Anti-Gr-1 treatment quantitatively depletes PMNs in vivo. Nine age- and serum HBeAg-matched female transgenic mice from lineage 1.3.32 (three mice per group) were injected with anti-Gr-1 Abs and 1 × 10⁷ HBsAg-specific CTLs (clone 6C2). Mice were bled and killed, and livers were harvested at days 1, 2, and 5 after CTL transfer. Livers were weighed at the time of autopsy. IHLs were isolated from two liver lobes of a known weight and analyzed by flow cytometry. The indicated numbers of Gr-1⁺/CD11b⁺ cells (PMNs) represent the numbers detected in the whole liver. The results were compared with additional groups of transgenic mice (three mice per group) that were injected with either saline (NaCl) alone or CTL and Irr control Abs.

Figure 2

Depletion of PMNs does not affect the intrahepatic recruitment of HBV-specific CTLs. The recruitment of the passively transferred clone 6C2 (originally produced in male mice) was measured in the same livers described in the legend to Fig. 1 by quantifying the amount of Sry- and CCKAR-specific sequences by real-time PCR. The indicated numbers represent the average copy numbers of Sry-specific amplicon per 10,000 liver-cell genomes.

Figure 3

Effect of PMN depletion on HBV replication, liver disease, and expression of cytokines and chemokines in the liver of CTL-injected HBV transgenic mice. Age- and serum HBeAg-matched female transgenic mice (three mice per group) described in the legend to Fig. 1 were killed at the indicated time points, and total hepatic DNA was analyzed for HBV replication by Southern blot analysis.
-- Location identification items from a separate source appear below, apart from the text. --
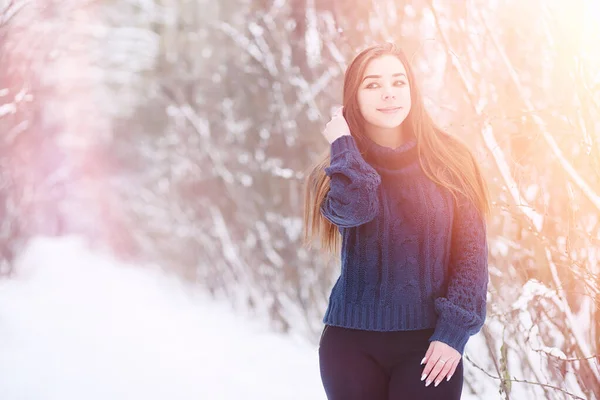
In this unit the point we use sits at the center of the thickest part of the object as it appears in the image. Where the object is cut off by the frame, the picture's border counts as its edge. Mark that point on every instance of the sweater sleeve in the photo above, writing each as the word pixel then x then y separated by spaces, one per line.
pixel 462 312
pixel 352 198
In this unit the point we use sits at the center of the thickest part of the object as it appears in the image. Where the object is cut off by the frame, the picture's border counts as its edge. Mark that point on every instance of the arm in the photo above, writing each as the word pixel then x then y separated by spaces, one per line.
pixel 352 199
pixel 462 312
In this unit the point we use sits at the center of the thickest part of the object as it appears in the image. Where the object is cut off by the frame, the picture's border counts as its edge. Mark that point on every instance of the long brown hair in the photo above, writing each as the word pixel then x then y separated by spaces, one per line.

Bands corresponding to the integrated transgene, relaxed-circular (RC), and single-stranded (SS) linear HBV DNA replicative forms are indicated. The integrated transgene can be used to normalize the amount of DNA bound to the membrane. The mean sALT activity (± standard deviation), measured at the time of autopsy, is indicated for each group and is expressed in units/liter. Total hepatic RNA from the same mice was analyzed also by RNase protection assay for the expression of various cytokines and chemokines as indicated. The housekeeping mRNAs encoding GAPDH and the ribosomal protein L32 were used to normalize the amount of RNA loaded in each lane. Results were compared with those observed in livers pooled from two age-, sex-, and serum HBeAg-matched transgenic littermates injected with saline (NaCl).

Figure 4

Depletion of PMNs blocks the recruitment of antigen-nonspecific cells into the liver: histological features. (A and B) Histological analysis of the necroinflammatory foci (arrowheads) detected in livers from animals treated either with control Irr Abs (A) or anti-Gr-1 Abs (α-Gr-1, B) that were killed 1 day after CTL transfer. (C and D) Histological analysis of the same livers at higher magnification. Cells displaying the histological features of apoptotic hepatocytes (asterisks), lymphocytes (long arrows), macrophages (arrowheads), and PMNs (short arrows) are indicated. Note that much fewer inflammatory cells (lymphocytes and macrophages) were detected along with apoptotic hepatocytes in the foci of anti-Gr-1-treated mice. Original magnification, ×100 (A and B) and ×600 (C and D).

Figure 5

Depletion of PMNs blocks the recruitment of antigen-nonspecific cells into the liver: IHL analysis. IHL analysis in the same animals described in the legend to Fig. 4. Livers were weighed at the time of autopsy. IHLs were isolated from two liver lobes of a known weight and analyzed by flow cytometry. The indicated numbers of total IHLs and different cell subsets represent the numbers detected in the whole liver.